California employers are already required to provide non-exempt employees with a reasonable amount of break time to express milk for their infants in a “private place.” And fortunately for the infants consuming that milk, the “private place” cannot be a bathroom. Effective January 1, 2020, however, California will take the duty to accommodate nursing mothers several steps further by requiring that:
- The lactation room must contain certain features, like it be clean, safe and have a place to sit, a surface on which to place personal items, and access to a nearby power outlet, sink and refrigerator;
- Employers may not discharge, otherwise discriminate or retaliate against employees for exercising (or attempting to exercise) their rights under the law, and employees may file a complaint with the Labor Commission if the employer violates that obligation or denies reasonable break time;
- Employers must develop and implement a policy on lactation accommodation that includes:
- A statement about an employee’s right to request lactation accommodation;
- The process by which an employee makes the request to use reasonable break time for lactation;
- The employer’s obligation to respond to the request; and
- A statement about an employee’s right to file a complaint with the Labor Commissioner for any violation of a right to lactation accommodation.

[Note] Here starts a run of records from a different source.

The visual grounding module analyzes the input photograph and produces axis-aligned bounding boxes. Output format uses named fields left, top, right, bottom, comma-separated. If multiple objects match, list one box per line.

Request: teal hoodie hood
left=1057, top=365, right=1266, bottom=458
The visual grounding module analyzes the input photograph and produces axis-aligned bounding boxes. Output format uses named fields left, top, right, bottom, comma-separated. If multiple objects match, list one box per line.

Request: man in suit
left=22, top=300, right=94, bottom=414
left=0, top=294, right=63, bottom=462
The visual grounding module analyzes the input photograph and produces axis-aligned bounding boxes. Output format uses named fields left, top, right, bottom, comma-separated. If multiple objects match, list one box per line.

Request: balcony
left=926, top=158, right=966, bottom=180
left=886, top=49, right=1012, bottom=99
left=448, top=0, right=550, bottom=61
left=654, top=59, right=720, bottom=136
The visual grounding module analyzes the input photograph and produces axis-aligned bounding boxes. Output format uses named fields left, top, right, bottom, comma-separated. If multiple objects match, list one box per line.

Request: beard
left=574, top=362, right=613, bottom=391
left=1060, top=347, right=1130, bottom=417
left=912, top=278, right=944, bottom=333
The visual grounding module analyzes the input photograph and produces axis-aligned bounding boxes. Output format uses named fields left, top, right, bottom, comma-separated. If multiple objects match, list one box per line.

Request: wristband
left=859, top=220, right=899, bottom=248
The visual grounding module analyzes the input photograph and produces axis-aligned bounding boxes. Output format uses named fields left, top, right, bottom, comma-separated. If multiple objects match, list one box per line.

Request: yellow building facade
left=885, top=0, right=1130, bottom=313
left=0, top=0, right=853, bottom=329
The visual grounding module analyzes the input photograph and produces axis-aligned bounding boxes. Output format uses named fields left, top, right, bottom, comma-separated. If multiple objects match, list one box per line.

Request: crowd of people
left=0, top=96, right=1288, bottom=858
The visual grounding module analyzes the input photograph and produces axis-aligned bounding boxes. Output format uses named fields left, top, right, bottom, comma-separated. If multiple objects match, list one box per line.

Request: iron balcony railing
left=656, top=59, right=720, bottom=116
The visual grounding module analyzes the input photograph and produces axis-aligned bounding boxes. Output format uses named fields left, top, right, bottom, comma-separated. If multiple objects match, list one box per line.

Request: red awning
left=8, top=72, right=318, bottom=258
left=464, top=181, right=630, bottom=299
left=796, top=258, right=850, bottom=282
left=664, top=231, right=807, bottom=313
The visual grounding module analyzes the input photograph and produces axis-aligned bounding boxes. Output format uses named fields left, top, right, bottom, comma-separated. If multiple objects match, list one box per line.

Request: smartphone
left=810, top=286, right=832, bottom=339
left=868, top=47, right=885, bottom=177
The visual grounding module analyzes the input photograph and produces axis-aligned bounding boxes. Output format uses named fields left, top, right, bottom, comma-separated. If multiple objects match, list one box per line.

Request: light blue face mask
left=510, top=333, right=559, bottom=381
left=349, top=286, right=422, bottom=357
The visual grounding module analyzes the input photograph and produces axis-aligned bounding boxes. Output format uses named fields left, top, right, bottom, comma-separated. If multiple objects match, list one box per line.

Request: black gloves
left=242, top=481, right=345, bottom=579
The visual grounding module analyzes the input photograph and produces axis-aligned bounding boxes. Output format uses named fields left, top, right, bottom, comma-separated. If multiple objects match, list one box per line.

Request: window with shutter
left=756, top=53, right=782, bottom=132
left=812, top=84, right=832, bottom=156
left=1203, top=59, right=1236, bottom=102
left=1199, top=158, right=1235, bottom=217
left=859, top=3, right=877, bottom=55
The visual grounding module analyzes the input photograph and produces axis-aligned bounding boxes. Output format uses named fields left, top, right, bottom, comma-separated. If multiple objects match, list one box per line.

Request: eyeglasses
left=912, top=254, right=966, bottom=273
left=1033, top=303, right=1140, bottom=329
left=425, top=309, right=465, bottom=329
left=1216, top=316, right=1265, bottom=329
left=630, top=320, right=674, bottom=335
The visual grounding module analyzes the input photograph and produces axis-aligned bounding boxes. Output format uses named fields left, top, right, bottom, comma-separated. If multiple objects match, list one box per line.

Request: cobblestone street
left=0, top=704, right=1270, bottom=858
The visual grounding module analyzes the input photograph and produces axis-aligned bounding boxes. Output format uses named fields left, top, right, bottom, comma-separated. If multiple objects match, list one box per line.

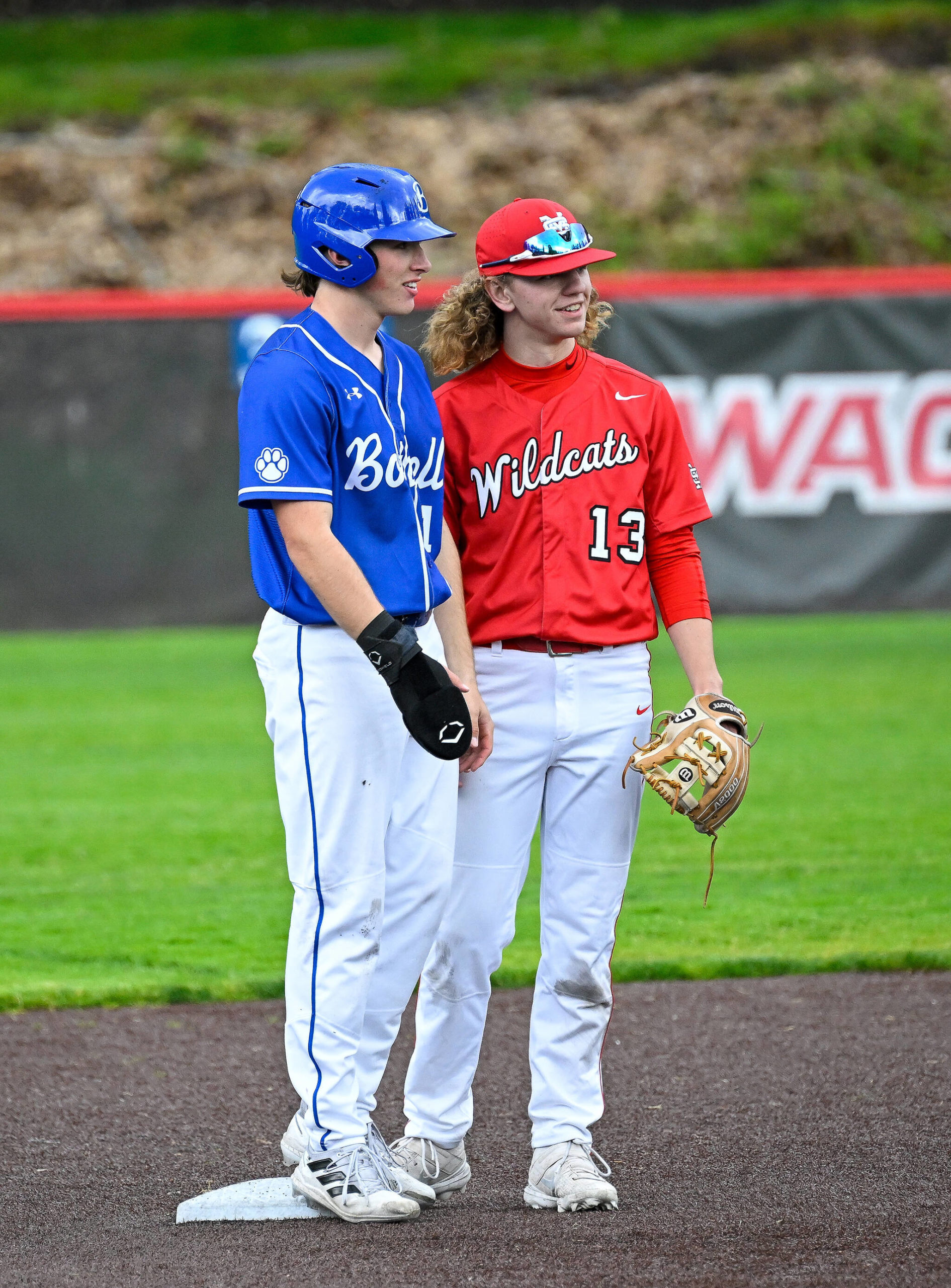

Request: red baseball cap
left=476, top=197, right=614, bottom=277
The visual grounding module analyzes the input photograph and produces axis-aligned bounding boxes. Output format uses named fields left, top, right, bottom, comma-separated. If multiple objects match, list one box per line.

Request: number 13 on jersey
left=588, top=505, right=643, bottom=563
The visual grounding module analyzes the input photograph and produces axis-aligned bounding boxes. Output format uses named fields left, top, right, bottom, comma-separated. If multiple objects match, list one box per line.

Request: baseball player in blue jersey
left=238, top=165, right=491, bottom=1221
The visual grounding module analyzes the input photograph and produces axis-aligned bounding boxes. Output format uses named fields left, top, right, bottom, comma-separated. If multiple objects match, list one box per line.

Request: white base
left=175, top=1176, right=324, bottom=1225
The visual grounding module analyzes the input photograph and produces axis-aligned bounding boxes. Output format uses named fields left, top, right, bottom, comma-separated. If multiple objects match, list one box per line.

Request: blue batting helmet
left=291, top=163, right=456, bottom=286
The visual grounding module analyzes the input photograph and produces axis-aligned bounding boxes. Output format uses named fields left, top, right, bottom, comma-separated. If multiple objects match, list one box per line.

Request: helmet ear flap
left=293, top=211, right=377, bottom=286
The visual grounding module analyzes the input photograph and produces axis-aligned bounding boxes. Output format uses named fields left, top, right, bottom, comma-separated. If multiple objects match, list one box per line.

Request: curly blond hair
left=422, top=268, right=614, bottom=376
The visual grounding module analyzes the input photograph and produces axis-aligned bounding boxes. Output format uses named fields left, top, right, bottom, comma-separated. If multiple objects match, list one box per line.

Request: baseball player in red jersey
left=386, top=200, right=736, bottom=1212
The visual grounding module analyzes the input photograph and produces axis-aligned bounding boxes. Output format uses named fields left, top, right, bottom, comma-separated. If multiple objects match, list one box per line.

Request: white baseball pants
left=405, top=644, right=651, bottom=1148
left=255, top=609, right=458, bottom=1157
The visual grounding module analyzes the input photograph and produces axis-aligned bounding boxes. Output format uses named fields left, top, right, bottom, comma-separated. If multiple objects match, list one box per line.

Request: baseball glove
left=620, top=693, right=762, bottom=908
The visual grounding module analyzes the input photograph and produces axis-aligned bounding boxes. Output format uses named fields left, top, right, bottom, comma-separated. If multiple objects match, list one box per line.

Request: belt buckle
left=544, top=640, right=580, bottom=657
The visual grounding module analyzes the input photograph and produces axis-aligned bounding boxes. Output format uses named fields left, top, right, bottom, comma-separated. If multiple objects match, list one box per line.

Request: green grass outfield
left=0, top=0, right=951, bottom=129
left=0, top=613, right=951, bottom=1008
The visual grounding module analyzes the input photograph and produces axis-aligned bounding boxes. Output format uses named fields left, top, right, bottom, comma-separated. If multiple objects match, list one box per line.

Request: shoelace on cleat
left=304, top=1134, right=398, bottom=1203
left=552, top=1140, right=611, bottom=1185
left=391, top=1136, right=442, bottom=1181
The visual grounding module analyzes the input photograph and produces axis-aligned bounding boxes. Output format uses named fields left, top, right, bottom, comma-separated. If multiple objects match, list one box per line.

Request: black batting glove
left=357, top=612, right=472, bottom=760
left=357, top=609, right=422, bottom=688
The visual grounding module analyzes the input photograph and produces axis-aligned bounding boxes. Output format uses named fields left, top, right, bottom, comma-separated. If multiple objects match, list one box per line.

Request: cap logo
left=539, top=211, right=571, bottom=241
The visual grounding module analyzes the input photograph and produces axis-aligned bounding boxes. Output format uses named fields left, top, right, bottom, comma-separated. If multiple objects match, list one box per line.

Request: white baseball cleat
left=390, top=1136, right=472, bottom=1198
left=291, top=1141, right=419, bottom=1224
left=524, top=1140, right=618, bottom=1212
left=281, top=1114, right=436, bottom=1207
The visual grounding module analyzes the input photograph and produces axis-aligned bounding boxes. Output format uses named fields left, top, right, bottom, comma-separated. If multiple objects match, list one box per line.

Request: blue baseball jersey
left=238, top=309, right=451, bottom=626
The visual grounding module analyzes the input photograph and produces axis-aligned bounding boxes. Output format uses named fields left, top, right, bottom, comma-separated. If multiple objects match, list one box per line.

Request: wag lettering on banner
left=664, top=371, right=951, bottom=515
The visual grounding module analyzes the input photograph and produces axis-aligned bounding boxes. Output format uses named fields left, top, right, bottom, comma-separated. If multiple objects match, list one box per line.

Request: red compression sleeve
left=647, top=525, right=710, bottom=628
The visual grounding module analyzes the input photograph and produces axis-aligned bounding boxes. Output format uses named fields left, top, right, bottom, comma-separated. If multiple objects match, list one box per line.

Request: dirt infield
left=0, top=974, right=951, bottom=1288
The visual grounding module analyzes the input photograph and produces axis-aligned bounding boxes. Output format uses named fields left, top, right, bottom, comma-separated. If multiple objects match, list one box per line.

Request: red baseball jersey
left=436, top=353, right=710, bottom=644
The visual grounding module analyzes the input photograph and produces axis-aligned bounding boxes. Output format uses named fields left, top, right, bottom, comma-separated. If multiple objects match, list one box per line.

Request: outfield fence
left=0, top=267, right=951, bottom=628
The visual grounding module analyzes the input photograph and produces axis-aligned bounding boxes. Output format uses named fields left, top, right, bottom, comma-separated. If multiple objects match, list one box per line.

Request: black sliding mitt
left=357, top=612, right=472, bottom=760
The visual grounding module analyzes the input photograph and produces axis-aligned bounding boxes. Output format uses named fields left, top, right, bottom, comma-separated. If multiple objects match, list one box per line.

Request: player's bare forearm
left=274, top=501, right=384, bottom=639
left=433, top=519, right=494, bottom=773
left=666, top=617, right=723, bottom=693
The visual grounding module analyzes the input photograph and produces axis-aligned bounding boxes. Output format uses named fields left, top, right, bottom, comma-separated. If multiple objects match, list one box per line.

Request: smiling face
left=353, top=241, right=433, bottom=317
left=485, top=268, right=591, bottom=344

- Employers must include that Lactation Accommodation Policy in its employee handbook or set of policies that they make available to employees, and give a copy to new hires and employees who inquire about parental leave.
One caveat is that, for employers with fewer than 50 employees, they may demonstrate that complying with these requirements would impose an “undue hardship.” Even then, however, the employer must still make reasonable efforts to provide the use of a nearby room, other than a toilet stall, where the employee can express milk in private.
The penalty for denying reasonable break time or adequate space to express milk it $100 per day for each day the employer is in violation. Obviously, that penalty could add up quickly, particularly if there are numerous nursing mothers on staff, so we strongly recommend that California employers make sure that they are in compliance by the new year.